WINFIELD, W.Va. -- A Kanawha-Charleston Health Department administrator has been appointed to head the Putnam County Health Department until further notice in light of recent financial crisis, officials announced in an emergency meeting Thursday.
Lolita Kirk, the director of administration at Kanawha-Charleston Health Department for the past seven years, will also serve as the senior interim administrator for Putnam County Health Department effective immediately. Kirk has been in public health for 26 years
"My board has been generous enough to allow me to work a couple days per week -- possibly more -- just so I can try and get them back on track again," Kirk said. "Determine what their funding needs are, establish financial polices and procedures, things of that nature."
The Kanawha-Charleston Board of Health offered their help to Putnam County's health department after Putnam County's financial trouble has come to the surface in recent months.
"We have volunteered to help them as a neighbor should help a neighbor," said Dr. Rahul Gupta, executive director of the Kanawha County Health Department.
"We will do a financial assessment, an organizational assessment and go to the drawing board.
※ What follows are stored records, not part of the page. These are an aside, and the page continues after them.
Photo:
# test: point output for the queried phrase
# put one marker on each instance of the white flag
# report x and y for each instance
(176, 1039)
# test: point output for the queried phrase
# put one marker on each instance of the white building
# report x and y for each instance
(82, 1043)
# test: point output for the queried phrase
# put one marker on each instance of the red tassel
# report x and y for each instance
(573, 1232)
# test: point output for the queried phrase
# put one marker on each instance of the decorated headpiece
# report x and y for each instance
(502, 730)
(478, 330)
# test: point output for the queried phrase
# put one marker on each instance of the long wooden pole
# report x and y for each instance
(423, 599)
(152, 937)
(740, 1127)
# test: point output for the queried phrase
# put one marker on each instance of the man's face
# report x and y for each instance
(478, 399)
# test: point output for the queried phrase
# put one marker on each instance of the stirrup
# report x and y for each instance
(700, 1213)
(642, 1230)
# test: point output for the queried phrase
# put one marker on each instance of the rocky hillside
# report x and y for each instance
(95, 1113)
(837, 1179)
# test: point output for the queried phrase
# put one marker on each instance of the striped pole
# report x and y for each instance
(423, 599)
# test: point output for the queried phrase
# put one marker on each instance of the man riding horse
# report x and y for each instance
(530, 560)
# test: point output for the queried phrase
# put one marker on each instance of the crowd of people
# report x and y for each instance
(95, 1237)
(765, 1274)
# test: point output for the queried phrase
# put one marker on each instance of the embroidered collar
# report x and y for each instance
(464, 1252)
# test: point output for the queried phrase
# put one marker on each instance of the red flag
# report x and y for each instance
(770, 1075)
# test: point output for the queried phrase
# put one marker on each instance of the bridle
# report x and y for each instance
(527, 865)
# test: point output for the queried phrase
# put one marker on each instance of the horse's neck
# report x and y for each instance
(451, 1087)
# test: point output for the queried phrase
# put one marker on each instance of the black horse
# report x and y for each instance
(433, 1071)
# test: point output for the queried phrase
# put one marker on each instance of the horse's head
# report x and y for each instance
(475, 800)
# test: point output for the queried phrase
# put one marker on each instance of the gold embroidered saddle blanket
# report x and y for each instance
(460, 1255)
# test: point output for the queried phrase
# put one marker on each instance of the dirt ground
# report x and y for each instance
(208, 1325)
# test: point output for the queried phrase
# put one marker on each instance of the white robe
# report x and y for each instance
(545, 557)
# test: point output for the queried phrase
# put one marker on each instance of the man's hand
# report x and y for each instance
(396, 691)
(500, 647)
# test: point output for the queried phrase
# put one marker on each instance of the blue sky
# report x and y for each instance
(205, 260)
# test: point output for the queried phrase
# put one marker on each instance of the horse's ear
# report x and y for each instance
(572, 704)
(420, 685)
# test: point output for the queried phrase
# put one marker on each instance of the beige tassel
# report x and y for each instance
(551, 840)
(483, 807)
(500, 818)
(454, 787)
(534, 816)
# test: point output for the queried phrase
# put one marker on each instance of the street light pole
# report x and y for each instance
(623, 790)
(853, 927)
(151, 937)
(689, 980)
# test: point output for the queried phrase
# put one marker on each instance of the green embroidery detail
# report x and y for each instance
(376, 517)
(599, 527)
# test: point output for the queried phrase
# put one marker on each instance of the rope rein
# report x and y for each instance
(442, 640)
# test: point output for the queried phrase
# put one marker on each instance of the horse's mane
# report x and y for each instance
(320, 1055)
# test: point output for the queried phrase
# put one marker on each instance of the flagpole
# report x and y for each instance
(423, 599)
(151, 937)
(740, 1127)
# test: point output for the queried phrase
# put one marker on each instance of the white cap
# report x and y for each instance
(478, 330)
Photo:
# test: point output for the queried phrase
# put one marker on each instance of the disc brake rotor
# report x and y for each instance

If a patient comes in ... first, you stop the bleeding, resuscitate and make sure the patient lives. ... We will assess how much we need. Is it more than $186,000? Less than $186,000? See where the bleeding is, put a tourniquet there, without trying to cut services."
Commissioner Joe Haynes, who is a Putnam County Board of Health member, said the trouble stems from a prolonged legal dispute with an employee and excessive clinical services beyond community demand.
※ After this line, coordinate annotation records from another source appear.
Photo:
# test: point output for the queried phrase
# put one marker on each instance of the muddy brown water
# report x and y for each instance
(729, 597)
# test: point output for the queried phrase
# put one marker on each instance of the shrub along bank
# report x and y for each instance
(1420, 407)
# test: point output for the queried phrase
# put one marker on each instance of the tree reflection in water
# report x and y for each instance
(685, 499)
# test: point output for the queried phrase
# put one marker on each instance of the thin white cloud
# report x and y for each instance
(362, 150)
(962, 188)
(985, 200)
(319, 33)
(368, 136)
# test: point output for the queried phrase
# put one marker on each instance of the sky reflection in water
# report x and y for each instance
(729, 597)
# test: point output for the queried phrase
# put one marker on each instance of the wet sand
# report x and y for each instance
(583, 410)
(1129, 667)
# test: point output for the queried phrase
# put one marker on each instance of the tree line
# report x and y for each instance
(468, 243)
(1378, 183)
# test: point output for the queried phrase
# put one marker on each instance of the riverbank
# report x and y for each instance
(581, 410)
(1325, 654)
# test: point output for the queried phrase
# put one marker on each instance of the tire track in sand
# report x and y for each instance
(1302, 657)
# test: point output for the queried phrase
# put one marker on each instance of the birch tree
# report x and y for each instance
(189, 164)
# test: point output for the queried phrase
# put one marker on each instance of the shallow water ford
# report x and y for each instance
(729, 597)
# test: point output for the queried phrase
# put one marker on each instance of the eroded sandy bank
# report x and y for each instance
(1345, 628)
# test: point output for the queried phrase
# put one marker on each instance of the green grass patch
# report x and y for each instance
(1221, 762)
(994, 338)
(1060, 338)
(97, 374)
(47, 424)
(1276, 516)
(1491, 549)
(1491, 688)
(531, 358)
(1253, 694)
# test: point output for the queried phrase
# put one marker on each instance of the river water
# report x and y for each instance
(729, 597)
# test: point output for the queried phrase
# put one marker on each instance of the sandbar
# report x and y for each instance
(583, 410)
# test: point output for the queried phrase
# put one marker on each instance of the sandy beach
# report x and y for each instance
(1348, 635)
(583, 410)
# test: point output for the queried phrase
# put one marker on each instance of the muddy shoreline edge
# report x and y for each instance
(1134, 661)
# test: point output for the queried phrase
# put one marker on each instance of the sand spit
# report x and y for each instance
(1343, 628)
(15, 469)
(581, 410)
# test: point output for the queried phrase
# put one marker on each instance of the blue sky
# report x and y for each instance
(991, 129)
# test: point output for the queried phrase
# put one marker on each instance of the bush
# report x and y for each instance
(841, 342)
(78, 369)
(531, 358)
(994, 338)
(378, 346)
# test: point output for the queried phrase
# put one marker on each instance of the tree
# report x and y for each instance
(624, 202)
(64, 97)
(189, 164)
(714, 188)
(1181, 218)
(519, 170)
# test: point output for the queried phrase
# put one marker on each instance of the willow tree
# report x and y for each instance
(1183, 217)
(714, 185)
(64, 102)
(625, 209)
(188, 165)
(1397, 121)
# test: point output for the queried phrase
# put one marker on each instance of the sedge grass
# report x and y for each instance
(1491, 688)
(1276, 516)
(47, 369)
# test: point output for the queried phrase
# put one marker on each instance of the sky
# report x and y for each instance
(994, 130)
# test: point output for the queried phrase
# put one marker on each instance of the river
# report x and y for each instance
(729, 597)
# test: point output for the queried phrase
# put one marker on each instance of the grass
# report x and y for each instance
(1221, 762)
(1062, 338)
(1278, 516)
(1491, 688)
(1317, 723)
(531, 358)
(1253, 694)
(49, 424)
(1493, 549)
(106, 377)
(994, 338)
The Putnam County Health Department filed an application with the state health department for $186,000 in funding for expenses, but it had to withdraw the application when the state requested additional details with the application deadline looming just a few days later.
The largest chunk of unpaid bills is $80,000 in rent and "associated shared costs," according to officials. The department moved into a new, larger facility in Teays Valley in 2010 in hopes of expanding its services. Instead, the department spent $38,000 in attorney fees fighting a legal battle with a former employee who sued for wrongful termination in 2010 and was reinstated in 2011.